This is my first an example blog post which is generated by Jekyll and hosted on GitHub Pages that I’m putting together to, well, show what a blog post would look like on this fine Web establishment.
I’ve finally migrated this site to GitHub Pages using an awesome open source project Jekyll a static blog generator created by Tom Preston-Werner.
Jekyll is a parsing engine bundled as a ruby gem used to build static websites from dynamic components such as templates, partials, liquid code, markdown, etc. Jekyll is known as “a simple, blog aware, static site generator”.
Over time, I grew to really dislike how heavy-weight other CMS platform is. I dislike how WYSIWYG editors make it really hard to see what HTML is being generated and tend to bloat the code that is produced. I found different CMS platform uses more and more plugins which make our site weight heavy and slow. In CMS platform, I was not able to do more of what I want to do.

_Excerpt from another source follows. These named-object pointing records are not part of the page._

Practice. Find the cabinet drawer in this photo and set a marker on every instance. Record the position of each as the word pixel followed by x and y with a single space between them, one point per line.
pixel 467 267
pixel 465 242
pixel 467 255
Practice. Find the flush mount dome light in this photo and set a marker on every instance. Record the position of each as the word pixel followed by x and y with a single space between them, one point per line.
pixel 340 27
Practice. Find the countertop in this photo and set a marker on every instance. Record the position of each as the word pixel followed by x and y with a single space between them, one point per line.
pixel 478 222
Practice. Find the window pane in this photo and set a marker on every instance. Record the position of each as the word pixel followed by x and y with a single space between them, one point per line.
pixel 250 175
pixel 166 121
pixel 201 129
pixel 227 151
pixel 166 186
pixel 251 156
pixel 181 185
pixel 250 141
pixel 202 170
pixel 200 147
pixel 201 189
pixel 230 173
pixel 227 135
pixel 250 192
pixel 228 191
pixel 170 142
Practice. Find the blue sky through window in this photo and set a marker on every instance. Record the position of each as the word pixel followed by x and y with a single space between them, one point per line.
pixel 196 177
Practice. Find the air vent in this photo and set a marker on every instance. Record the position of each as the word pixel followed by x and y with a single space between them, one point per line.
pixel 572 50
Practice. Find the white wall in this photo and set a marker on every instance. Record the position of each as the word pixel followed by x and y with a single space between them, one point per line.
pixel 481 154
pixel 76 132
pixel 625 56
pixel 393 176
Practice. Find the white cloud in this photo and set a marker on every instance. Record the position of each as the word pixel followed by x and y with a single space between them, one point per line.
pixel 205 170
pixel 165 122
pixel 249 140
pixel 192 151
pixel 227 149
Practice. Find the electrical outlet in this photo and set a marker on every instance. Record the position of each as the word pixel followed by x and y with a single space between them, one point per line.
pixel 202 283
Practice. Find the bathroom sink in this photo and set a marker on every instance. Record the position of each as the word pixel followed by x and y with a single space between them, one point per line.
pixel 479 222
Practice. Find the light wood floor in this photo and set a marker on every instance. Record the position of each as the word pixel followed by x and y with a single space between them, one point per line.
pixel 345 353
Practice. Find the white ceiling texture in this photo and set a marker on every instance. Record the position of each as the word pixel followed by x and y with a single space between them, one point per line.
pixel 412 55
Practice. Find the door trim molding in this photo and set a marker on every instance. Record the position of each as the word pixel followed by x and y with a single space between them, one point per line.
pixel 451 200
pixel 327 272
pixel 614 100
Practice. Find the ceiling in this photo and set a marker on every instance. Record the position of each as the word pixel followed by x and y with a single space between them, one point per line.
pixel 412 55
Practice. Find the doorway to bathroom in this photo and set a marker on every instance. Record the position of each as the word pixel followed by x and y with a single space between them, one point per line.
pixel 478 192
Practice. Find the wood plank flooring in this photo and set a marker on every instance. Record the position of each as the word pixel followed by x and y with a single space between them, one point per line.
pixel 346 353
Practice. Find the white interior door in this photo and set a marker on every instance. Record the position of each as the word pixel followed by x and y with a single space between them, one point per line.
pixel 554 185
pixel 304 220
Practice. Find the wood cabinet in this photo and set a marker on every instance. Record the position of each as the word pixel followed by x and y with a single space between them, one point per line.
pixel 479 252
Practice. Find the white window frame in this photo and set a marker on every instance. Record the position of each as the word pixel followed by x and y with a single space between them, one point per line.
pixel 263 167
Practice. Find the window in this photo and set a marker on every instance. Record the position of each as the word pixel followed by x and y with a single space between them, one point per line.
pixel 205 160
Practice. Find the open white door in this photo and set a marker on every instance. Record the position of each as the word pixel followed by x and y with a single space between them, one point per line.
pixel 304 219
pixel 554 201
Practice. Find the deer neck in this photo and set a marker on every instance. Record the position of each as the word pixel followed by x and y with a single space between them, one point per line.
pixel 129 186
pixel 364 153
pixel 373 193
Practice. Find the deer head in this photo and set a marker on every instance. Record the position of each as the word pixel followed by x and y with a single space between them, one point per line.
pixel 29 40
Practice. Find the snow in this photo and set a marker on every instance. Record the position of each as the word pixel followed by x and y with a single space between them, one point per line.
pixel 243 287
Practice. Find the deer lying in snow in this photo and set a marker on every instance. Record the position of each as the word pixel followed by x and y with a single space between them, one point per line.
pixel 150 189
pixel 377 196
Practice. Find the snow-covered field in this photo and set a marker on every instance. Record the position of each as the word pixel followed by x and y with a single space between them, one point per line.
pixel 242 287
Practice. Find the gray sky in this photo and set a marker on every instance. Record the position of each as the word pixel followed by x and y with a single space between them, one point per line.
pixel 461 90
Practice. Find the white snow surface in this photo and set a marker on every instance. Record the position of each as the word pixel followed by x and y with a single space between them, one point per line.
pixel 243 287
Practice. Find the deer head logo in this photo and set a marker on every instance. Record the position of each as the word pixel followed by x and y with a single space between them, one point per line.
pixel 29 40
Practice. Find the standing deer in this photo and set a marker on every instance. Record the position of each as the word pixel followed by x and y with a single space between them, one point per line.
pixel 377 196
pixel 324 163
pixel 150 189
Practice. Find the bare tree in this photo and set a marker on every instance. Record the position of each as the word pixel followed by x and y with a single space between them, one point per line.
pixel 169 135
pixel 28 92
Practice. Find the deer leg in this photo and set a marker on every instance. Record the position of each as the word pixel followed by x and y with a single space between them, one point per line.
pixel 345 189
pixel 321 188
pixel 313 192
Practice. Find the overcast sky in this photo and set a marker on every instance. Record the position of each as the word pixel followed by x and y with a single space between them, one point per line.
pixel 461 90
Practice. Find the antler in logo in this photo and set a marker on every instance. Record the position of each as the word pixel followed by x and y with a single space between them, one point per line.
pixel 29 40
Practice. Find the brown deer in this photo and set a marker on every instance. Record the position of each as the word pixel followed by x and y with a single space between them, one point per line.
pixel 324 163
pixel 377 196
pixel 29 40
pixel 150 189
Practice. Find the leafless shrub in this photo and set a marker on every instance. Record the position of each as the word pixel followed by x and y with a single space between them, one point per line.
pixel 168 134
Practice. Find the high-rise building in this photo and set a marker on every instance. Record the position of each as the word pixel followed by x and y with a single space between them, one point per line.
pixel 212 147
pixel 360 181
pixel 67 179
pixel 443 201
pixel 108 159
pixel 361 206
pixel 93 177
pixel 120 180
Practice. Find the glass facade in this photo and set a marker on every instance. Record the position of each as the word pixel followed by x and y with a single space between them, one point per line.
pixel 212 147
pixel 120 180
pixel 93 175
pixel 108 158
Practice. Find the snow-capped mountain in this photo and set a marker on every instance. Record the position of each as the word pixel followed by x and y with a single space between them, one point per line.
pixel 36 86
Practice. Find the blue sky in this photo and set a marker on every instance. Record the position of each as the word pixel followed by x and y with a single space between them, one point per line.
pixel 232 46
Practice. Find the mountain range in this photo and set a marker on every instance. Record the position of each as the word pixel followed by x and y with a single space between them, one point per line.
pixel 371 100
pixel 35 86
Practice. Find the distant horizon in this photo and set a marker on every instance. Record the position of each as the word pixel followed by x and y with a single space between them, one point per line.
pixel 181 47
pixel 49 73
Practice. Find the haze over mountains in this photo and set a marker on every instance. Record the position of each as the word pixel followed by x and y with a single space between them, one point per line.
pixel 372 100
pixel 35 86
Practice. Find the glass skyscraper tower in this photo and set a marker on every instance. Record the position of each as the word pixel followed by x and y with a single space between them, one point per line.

So when I came to learned about Jekyll, I found out that it is the great alternative. I like the idea that my entire blog is a set of static files. Besides its simplicity and light weighted, it makes backups so much easier and avoids most common security concerns caused by running dynamic websites. I could even write my posts in Markdown or Textile which is the easiest way of writing blog posts.
I think this is the future of blogging with Jekyll which gives us great control to our static contents.
Why I’m using Jekyll and hosting this site on GitHub Pages?
In Tom Preston-Werner words,
It is automatically transformed by Jekyll into a static site whenever I push this repository to GitHub.
I was tired of having my blog posts end up in a database off on some remote server. That is backwards. I’ve lost valuable posts that way. I want to author my posts locally in Textile or Markdown. My blog should be easily stylable and customizable any way I please. It should take care of creating a feed for me. And most of all, my site should be stored on GitHub so that I never lose data again.